Is there an advantage to using your analysis for conditional constant 
propagation?  I see the value in range analysis, but I don't see what 
your algorithm adds above what is already there.  Please specify.

>    1. Run experiments on the LLVM test suite to verify that our new
>       optimization improves on the current dead branch elimination
>       pass that LLVM already uses.
>    2. Run experiments using VMKit, to check the impact of dead branch
>       elimination on Java programs. We hope to deliver better
>       performance numbers in this case because Java, as a memory safe
>       language, is notorious for using many checks to ensure that
>       memory is used only in ways that obey the contract of the
>       variable types.
>

You may want to check that VMKit is working with the version of LLVM 
that you're using.

>
>
> Biograph

Biography

>
> I am currently a third year Computer Science student at theFederal 
> University of Minas Gerais <http://www.dcc.ufmg.br/dcc/>, Brazil, and 
> I work as a research assistant at theProgramming Languages Lab 
> <http://www2.dcc.ufmg.br/laboratorios/llp/>(LLP), in that university.

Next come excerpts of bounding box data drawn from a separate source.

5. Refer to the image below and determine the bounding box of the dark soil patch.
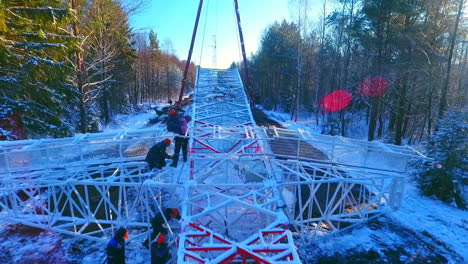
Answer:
[302,217,463,264]
[252,108,283,128]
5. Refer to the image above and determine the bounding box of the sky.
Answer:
[130,0,294,69]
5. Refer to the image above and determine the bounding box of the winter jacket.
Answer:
[151,242,171,264]
[106,237,125,264]
[167,115,185,136]
[145,141,171,170]
[180,116,192,135]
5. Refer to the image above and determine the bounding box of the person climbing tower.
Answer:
[106,227,128,264]
[145,138,172,170]
[167,110,192,167]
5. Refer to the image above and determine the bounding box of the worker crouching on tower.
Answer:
[143,208,181,248]
[106,227,128,264]
[151,234,171,264]
[167,110,192,167]
[145,138,172,170]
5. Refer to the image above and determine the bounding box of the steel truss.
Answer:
[0,69,422,263]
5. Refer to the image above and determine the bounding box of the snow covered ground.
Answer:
[0,110,468,264]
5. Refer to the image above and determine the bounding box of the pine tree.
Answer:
[0,0,75,137]
[413,111,468,208]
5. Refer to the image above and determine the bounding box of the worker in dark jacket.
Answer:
[143,208,181,248]
[106,227,128,264]
[151,234,171,264]
[145,138,172,170]
[167,110,192,167]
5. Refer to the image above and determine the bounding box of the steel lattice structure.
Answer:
[0,69,423,263]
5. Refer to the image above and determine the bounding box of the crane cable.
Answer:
[199,0,210,66]
[232,1,242,68]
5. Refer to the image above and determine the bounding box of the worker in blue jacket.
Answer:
[145,138,172,170]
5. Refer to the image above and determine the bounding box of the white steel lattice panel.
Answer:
[0,69,423,263]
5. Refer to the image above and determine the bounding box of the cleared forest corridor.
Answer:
[0,69,426,263]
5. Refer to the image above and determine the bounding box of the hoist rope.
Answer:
[199,0,210,66]
[232,1,242,66]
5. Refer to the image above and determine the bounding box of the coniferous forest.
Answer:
[0,0,195,140]
[249,0,468,145]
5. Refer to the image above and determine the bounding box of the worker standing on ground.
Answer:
[167,110,192,167]
[106,227,128,264]
[145,138,172,170]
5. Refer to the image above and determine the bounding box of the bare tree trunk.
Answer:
[71,0,86,134]
[439,0,465,118]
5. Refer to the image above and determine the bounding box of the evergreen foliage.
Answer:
[413,111,468,209]
[0,0,75,137]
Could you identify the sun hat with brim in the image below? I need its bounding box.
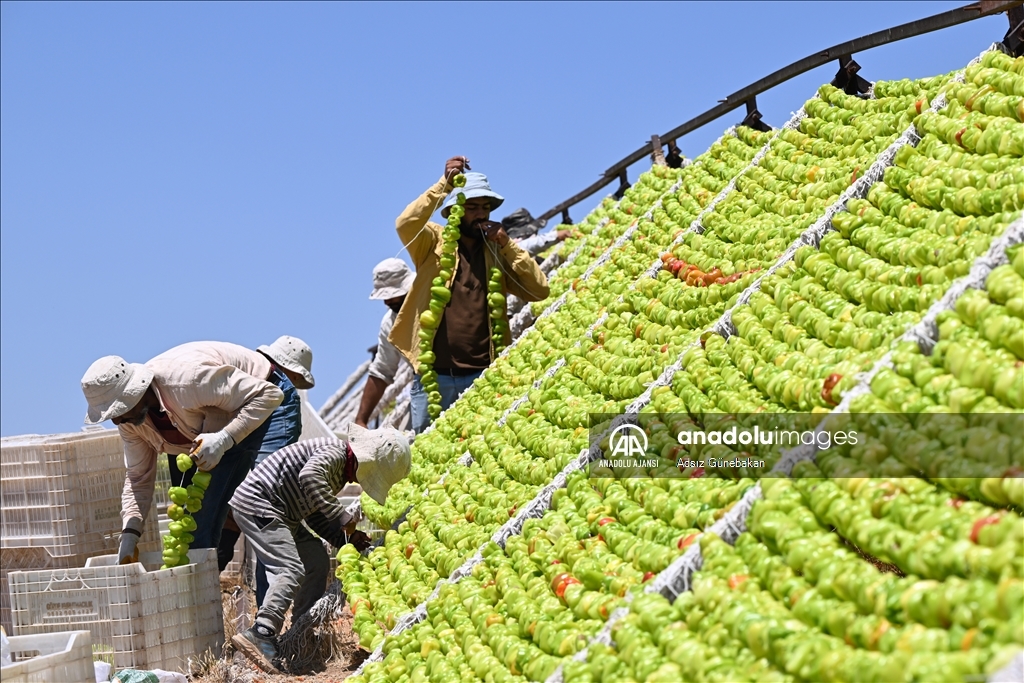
[256,335,315,389]
[348,422,413,505]
[370,258,416,301]
[82,355,153,424]
[441,171,505,218]
[502,209,548,240]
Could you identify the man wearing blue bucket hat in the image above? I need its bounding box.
[389,157,549,432]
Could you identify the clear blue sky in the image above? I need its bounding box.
[0,2,1008,435]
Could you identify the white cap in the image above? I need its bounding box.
[256,335,315,389]
[348,422,413,505]
[370,258,416,301]
[82,355,153,424]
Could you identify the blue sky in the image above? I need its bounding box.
[0,2,1008,436]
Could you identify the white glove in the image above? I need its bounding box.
[191,430,234,472]
[118,531,138,564]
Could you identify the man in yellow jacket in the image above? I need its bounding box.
[388,157,548,432]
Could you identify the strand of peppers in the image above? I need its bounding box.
[160,453,211,569]
[419,173,508,420]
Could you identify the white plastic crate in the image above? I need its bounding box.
[0,429,125,556]
[0,631,95,683]
[7,548,224,672]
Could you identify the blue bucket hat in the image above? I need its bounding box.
[441,171,505,218]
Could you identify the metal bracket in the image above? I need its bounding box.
[831,54,871,95]
[739,96,772,133]
[650,133,669,166]
[612,168,630,200]
[665,140,683,168]
[1002,5,1024,57]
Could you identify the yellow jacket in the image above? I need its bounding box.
[388,178,549,372]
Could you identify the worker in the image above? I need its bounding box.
[388,157,548,432]
[82,340,311,568]
[230,424,411,673]
[502,209,572,256]
[224,335,316,606]
[355,258,413,427]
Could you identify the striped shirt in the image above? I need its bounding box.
[230,438,355,526]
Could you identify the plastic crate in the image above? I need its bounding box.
[0,631,96,683]
[7,548,224,672]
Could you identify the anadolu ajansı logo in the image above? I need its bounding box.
[608,424,647,458]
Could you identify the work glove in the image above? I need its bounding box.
[118,529,139,564]
[191,430,234,472]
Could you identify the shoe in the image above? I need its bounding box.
[231,627,281,674]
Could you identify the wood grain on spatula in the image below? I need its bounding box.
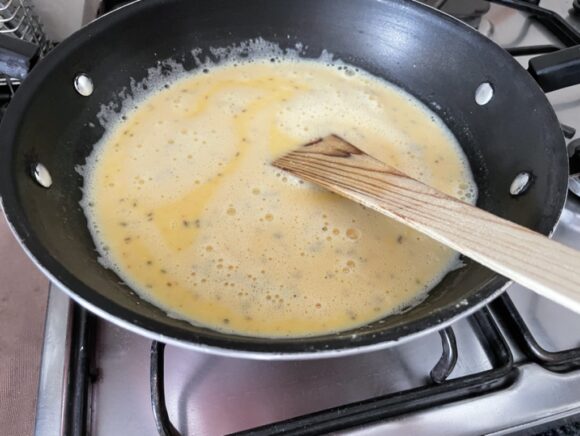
[273,135,580,313]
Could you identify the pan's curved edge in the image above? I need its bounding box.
[0,0,567,360]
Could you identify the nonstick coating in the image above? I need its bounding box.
[0,0,568,359]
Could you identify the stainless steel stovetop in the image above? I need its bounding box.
[36,0,580,436]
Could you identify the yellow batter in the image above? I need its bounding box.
[83,60,476,337]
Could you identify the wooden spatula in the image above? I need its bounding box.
[273,135,580,313]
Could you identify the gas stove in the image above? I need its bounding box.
[36,0,580,435]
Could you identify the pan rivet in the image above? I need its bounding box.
[75,73,95,97]
[32,163,52,188]
[475,82,493,106]
[510,171,532,197]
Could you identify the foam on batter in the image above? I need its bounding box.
[82,42,477,337]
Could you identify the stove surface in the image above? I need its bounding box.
[36,0,580,435]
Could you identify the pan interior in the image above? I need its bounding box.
[1,0,566,353]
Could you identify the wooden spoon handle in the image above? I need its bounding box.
[273,135,580,312]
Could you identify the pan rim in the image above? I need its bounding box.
[0,0,567,360]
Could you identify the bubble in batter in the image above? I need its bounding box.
[82,51,477,337]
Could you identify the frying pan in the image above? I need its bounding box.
[0,0,577,359]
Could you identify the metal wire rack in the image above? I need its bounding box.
[0,0,52,90]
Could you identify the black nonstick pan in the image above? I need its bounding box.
[0,0,580,359]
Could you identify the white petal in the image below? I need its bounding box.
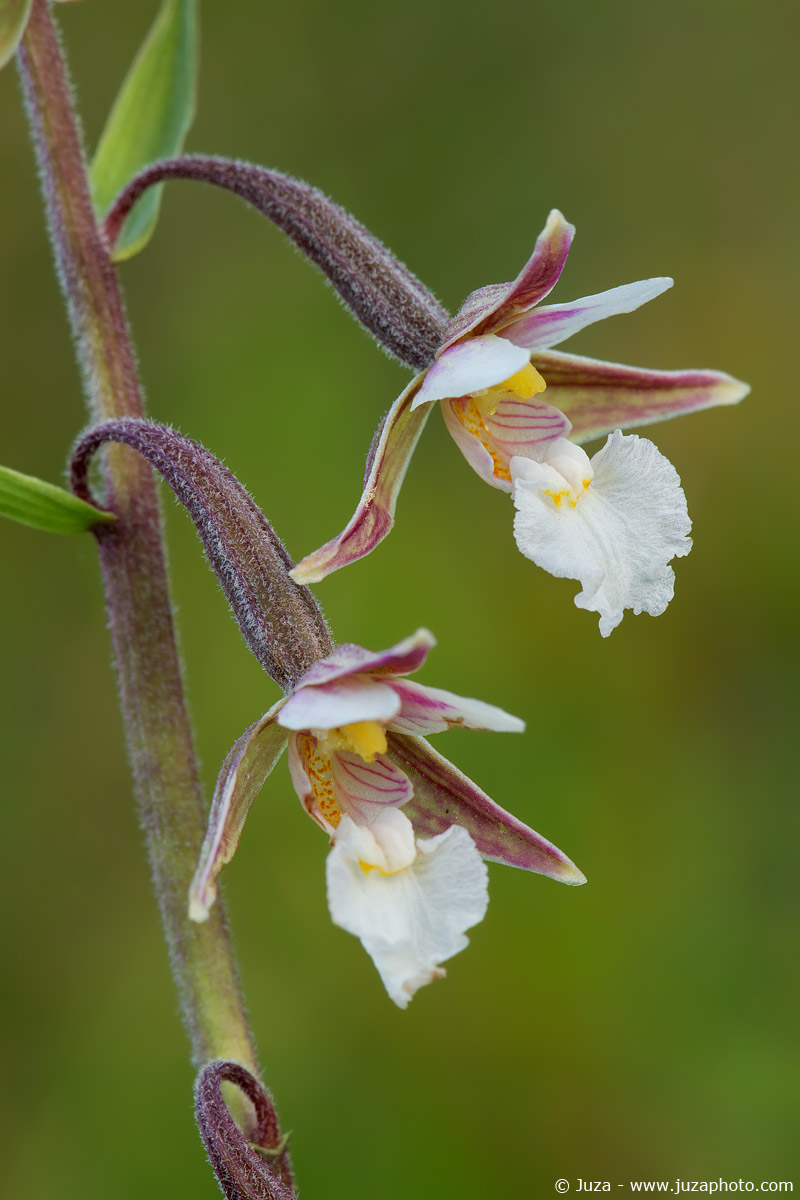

You might want to state more explicitly whether you're an undergraduate 
or graduate student.  I'm guessing your an undergraduate but am not sure.

>
> I believe I am a good candidate to work in the proposed project 
> because I have already a good knowledge of LLVM. I have 

"on the proposed project" and "because I am already knowledgeable about 
LLVM"

> implemented range analysis, and currently it can find the ranges of 
> integer variables used in the programs. In addition to this, I have 
> been working as a programmer for three years, before joining the LLP 
> as a research assistant, and I am experienced 

I think you want to say that you worked as a programmer for three years 
before joining LLP.

> with C++, the language in which LLVM is implemented. Furthermore, I am 
> a student at a very good university (UFMG). To ground this statement I 
> would like to point that the Department of Computer Science of UFMG 
> got thebest mark <http://www.ufmg.br/online/arquivos/012977.shtml>in the 

"To justify" instead of "to ground" and "point out" instead of just "point"

> Brazilian National Undergrad Exam (ENADE). Finally, I work on a lab in 
> which three other students work with LLVM. We had 

work in a lab

> three Summer of Codes on LLVM in the past, and a number of papers have 
> been published out of these experiences.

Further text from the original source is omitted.